Pablo Iglesias, ¿libertad para qué?

Gonzalo Bareño Canosa
Gonzalo Bareño A CONTRACORRIENTE

OPINIÓN

25 nov 2014 . Actualizado a las 05:00 h.

«Que existan medios de comunicación privados ataca la libertad de expresión». La teoría del líder de Podemos, Pablo Iglesias, se parece mucho a la respuesta que Lenin le dio a Fernando de los Ríos cuando este le preguntó en qué momento traería la revolución la libertad de prensa para los rusos. «¿Libertad para qué?», contestó el líder bolchevique, según relata el propio De los Ríos en su libro Mi viaje a la Rusia soviética (1921). El hecho de que un partido que hace de la transparencia su bandera ataque a los medios de comunicación privados refleja las profundas contradicciones en las que está cayendo Podemos a medida que se ve obligada a explicarse. Los medios de comunicación privados deben existir, entre otras cosas, para denunciar a quien hace un mal uso de los fondos públicos, como es el caso del número dos de Podemos, Íñigo Errejón, y para que dé por eso unas explicaciones que todavía no ha dado. Responder con «la risa» y achacarlo todo «al odio», como plantea Iglesias, no es suficiente ni ejemplar.

No es esa, sin embargo, la mayor contradicción de Podemos. De hecho, su empanada mental es de tal calibre, que ataca irresponsablemente y sin alternativa la Constitución democratica y denigra la transición, mientras utiliza como música de fondo de ese pensamiento adanista los himnos que encarnan en el imaginario colectivo esa época que alumbró la etapa de mayor libertad de la historia de España. Si la transición española es una basura que solo sirvió para maniatar a los ciudadanos con un candado, ¿en qué se convierten quienes la hicieron posible, los que se desgañitaron en los conciertos de Lluís Llach, de Labordeta, de Quilapayún o de Mercedes Sosa, o los que pagaron con cárcel y hasta con la vida la lucha por ese candado del que habla Iglesias?

Tampoco parecen entender en Podemos que una cosa es que en los grandes partidos haya políticos corruptos que deshonran los cargos que ostentan y otra muy distinta que se pueda descalificar globalmente a esas fuerzas y, lo que es peor, a los más de 20 millones de españoles que llevan décadas entregándoles su confianza y que no tienen por qué pedir perdón por ello ni darse golpes en el pecho, como si España se hubiera convertido de pronto en esa China de Mao en la que, durante la revolución cultural, se obligaba a catedráticos y profesores a ser humillados públicamente por alumnos imberbes.
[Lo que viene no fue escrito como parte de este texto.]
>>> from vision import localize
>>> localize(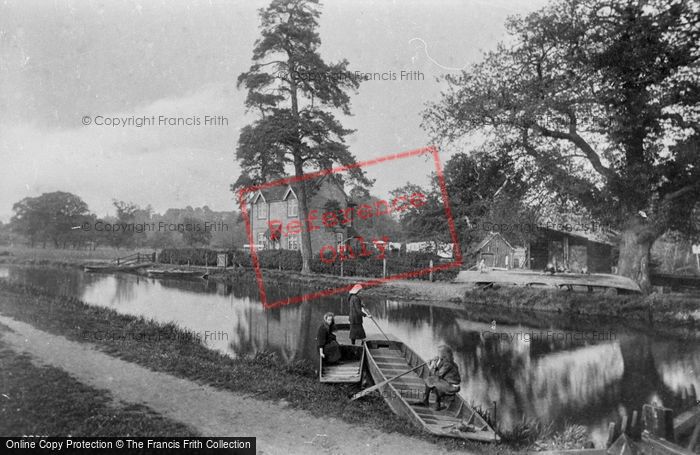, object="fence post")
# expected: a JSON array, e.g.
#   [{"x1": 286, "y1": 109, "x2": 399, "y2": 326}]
[{"x1": 642, "y1": 404, "x2": 673, "y2": 441}]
Nadie tiene derecho a convertir a votantes, simpatizantes y cuadros de ningún partido en cómplices de los desmanes de sus líderes, sean muchos o pocos.

Millones de españoles comparten con Pablo Iglesias el anhelo de regenerar y depurar los partidos políticos y las instituciones. Pero la descalificación y el insulto hacia todo lo que no sea Podemos no es seguramente el mejor camino para dar paso a una nueva etapa en la que la que el compromiso común de actuar con total honestidad y transparencia, y de sancionar más severamente a quien así no se comporte, no impida la legítima discrepancia política.